Am Morgen sammelten sich ca. 1000 Menschen auf der Plateia Sapfous, dem zentralen Platz an der Promenade Mytilinis. Auch aus Athen waren Menschen angereist, um dem faschistischen Mob, der die Nachrichten über die Insel in den letzten Wochen beherrscht hatte, etwas entgegenzusetzen.

 

Aus einem Flyer der Πρωτοβουλια Ανειδίκευτων Γιατρών Λέσβου (Initiative der Allgemeinmediziner Lesbos):
„Auf der Insel Lesbos sehen wir im vergangenen Monat ein Sperrfeuer an Vorfällen von eskalierender Spannung, in deren Fokus (was sonst?) die Migrant_innen stehen. Das produzierte Bedürfnis nach Schaffung von geschlossenen „Strukturen der Beherbergung“ auf den Inseln wurde in die Praxis umgesetzt auf junta-typische Weise, mit der Bereitstellung und Landung dutzender MAT-Spezialkräfte. […].
In den vergangenen Tagen beobachteten wir die Bildung parastaatlicher Gruppen, die wie „Sturmabteilungen“ (τάγματα εφόδου) agieren, mit Rückendeckung der allgemeinen Empörung der örtlichen Öffentlichkeit, der Unterstützung der örtlichen Verwaltung und der Tolerierung durch den Staat und die Polizei.“

 

Die Meldungen, die Deutschland erreichten, sind dabei nur die Spitze des Eisbergs dessen, was sich in den vergangenen Monaten auf Lesbos ereignet hat und sie zeigen das, was Geflüchtete und linke Politiker_innen sowie Personen des öffentlichen Lebens schon vorher zu spüren bekommen hatten: Angriffe auf Leib und Leben durch faschistische Gruppen, die offen agieren und seitens der Polizei kaum etwas zu befürchten haben. Eine unvollständige Chronik der Ereignisse der letzten Monate findet sich hier.

 

 

Die Demo war vielfältig und bunt und – trotz des Corona-Virus‘, das bis dahin auch Griechenland erreicht hatte – eine der größten Demos auf der Insel.

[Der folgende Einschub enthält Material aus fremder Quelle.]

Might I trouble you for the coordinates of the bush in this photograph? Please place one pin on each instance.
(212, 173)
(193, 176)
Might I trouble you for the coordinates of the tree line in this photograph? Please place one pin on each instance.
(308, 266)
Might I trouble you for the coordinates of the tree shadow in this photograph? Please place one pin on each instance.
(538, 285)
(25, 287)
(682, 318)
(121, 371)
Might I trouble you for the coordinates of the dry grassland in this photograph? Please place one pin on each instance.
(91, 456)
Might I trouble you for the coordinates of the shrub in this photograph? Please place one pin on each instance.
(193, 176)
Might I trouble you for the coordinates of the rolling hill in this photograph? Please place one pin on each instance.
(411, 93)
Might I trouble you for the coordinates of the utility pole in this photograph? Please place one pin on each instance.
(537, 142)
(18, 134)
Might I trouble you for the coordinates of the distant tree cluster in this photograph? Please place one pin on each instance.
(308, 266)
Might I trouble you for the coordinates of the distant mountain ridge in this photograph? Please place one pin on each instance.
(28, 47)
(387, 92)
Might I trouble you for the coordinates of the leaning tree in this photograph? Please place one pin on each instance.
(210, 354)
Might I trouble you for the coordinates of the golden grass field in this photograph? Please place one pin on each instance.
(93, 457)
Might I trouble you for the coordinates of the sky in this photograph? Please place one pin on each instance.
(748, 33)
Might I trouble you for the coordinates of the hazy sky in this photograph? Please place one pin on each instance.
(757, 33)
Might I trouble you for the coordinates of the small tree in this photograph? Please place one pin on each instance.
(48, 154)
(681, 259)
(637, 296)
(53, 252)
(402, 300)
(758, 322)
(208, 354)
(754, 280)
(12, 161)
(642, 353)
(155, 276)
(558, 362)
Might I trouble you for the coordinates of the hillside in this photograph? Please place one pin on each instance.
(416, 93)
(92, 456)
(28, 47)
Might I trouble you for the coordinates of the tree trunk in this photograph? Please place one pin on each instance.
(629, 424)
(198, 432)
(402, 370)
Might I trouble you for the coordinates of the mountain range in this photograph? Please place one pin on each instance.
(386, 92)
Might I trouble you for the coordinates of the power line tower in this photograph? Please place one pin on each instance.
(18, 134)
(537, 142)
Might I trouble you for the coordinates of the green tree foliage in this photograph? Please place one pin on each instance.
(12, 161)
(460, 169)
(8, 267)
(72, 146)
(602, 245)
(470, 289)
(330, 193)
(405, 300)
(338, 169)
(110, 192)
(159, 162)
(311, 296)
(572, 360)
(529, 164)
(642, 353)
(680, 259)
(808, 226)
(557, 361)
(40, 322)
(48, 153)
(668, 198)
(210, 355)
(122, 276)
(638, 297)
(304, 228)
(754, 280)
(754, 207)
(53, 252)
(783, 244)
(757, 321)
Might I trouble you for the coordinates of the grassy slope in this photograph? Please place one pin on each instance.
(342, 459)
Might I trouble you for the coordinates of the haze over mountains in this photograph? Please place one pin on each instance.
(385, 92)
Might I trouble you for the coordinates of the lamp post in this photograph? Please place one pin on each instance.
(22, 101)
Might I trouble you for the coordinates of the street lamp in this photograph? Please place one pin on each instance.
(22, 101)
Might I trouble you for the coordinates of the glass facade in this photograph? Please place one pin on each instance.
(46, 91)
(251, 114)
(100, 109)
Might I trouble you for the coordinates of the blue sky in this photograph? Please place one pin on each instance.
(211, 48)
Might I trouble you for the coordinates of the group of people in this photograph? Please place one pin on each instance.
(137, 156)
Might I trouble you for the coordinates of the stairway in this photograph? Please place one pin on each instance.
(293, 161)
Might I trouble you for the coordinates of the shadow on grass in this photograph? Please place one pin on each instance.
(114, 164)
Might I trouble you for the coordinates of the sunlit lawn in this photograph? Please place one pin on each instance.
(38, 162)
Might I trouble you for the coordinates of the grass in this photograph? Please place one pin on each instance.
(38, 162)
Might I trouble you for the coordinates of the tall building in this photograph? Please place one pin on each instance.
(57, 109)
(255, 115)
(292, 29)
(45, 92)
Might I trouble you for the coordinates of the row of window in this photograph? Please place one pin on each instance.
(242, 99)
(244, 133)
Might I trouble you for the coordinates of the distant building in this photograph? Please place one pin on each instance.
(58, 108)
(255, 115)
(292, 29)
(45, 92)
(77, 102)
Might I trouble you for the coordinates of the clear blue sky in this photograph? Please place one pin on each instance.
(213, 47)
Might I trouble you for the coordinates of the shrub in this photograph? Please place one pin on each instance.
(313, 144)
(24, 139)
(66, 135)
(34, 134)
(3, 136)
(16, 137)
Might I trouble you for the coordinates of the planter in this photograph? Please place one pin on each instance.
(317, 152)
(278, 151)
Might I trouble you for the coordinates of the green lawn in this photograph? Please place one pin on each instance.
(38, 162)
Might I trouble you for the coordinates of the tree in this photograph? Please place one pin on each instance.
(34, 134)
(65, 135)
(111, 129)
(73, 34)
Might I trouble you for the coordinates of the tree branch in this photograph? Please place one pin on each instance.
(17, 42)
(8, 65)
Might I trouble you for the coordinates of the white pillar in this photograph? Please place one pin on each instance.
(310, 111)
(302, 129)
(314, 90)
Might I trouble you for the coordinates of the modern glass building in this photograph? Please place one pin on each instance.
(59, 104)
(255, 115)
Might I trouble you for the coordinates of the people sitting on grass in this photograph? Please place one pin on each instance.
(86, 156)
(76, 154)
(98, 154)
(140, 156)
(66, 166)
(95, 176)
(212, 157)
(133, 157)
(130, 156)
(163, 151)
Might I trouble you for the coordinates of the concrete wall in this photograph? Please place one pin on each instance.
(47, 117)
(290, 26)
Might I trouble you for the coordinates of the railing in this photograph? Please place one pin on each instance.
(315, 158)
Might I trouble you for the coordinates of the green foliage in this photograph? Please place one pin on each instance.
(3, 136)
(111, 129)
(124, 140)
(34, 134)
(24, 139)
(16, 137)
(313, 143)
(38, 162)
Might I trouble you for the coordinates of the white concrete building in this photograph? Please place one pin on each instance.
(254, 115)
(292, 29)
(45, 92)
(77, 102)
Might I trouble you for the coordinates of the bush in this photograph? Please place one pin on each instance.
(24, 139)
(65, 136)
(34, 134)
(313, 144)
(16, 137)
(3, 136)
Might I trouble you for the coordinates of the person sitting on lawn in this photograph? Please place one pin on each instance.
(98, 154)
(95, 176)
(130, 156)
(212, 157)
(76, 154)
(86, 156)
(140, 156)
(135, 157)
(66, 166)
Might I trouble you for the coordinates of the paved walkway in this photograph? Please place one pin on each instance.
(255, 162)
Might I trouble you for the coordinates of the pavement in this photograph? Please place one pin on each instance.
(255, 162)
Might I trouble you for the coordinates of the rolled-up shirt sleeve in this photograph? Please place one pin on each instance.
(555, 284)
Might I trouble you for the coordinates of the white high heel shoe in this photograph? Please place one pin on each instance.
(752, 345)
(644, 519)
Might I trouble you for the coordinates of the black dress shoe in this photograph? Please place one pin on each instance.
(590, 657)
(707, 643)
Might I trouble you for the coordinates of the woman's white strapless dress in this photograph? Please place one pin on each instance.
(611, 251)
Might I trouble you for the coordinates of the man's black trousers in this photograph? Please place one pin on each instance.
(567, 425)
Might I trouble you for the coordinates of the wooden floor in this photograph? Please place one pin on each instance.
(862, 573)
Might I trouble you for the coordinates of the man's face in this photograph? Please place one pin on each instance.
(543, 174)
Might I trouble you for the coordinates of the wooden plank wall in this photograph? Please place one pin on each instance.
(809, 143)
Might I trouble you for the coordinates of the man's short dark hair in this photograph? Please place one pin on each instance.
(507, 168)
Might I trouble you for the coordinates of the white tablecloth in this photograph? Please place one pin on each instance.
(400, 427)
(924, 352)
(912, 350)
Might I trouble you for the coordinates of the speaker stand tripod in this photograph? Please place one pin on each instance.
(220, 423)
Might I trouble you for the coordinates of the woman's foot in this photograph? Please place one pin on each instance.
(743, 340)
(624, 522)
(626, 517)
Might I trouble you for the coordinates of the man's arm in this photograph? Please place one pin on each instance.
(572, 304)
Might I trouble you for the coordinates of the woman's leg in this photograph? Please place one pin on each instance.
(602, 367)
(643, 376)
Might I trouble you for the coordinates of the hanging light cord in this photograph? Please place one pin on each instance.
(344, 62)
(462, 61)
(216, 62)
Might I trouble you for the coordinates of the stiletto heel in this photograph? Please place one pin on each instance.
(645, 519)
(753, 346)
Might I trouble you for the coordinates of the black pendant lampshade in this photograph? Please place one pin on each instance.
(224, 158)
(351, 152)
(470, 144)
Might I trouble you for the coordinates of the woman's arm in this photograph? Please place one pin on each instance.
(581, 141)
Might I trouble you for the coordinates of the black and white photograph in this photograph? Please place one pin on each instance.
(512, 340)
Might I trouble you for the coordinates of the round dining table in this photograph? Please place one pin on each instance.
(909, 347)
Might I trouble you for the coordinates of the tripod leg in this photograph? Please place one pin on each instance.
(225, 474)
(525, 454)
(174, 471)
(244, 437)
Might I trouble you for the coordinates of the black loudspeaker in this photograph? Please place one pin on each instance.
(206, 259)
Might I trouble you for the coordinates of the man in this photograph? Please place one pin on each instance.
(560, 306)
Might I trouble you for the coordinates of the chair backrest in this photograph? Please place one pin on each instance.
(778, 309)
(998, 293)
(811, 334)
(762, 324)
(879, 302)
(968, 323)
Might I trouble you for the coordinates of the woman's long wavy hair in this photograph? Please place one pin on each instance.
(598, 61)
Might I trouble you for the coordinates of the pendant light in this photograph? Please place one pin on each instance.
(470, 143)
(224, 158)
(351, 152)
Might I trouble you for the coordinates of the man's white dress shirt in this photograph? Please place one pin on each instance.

Eine feindselige Haltung war dennoch zu spüren. Während auf den Demos mit demselben Thema einige Tage zuvor in Athen Anwohner_innen geklatscht und gejubelt hatten, wurden Demo-Teilnehmer_innen hier teilweise am Rand beschimpft und es zeigte sich kaum Solidarität. Die Stimmung war angespannt. Trotzdem konnte die Demo ohne nennenswerte Vorfälle durch die Stadt ziehen, Flyer wurden verteilt und den Menschen vor Ort, den Geflüchteten, die unter den beschissensten Zuständen leben sowie den Helfenden, denen nun neben ihrer unermüdlichen Arbeit nun auch noch Angriffe drohen, wurde Mut gemacht und gezeigt: Ihr seid nicht alleine!

 

Am Abend fand eine weitere Demo statt, organisiert von antifaschistischen Gruppen, mit einer geschätzten Teilnehmer_innenzahl von 400 Menschen. Diese waren auch am Morgen vor Ort gewesen, hatten aber beschlossen, eigene Akzente zu setzen. Zu Beginn fühlte es sich an wie auf einer „Strafexpedition“ in ostdeutsche Dörfer Ende der 90er und Anfang der 00er-Jahre. Ein Black Block zog durch die Straßen der Stadt und wurde eher feindselig begutachtet. Aus der Demo heraus wurden rechte Strukturen angegriffen und das Rathaus mit Farbe beschmiert, an dem die Regierung der Südlichen Ägäis ein Banner aufgehängt hat: „Gebt uns unsere Inseln zurück! Gebt uns unser Leben zurück!“ - Eine klarer Aufruf zur Unterstützung des Bürgermobs gegen Geflüchtete und helfende Strukturen. Teilweise wirkten die Demo-Sprüche fehl am Platz (Krieg dem Krieg der Bosse…), selbst wenn sie aus antikapitalistischer Perspektive der bestehenden Verhältnisse ihre Berechtigung haben.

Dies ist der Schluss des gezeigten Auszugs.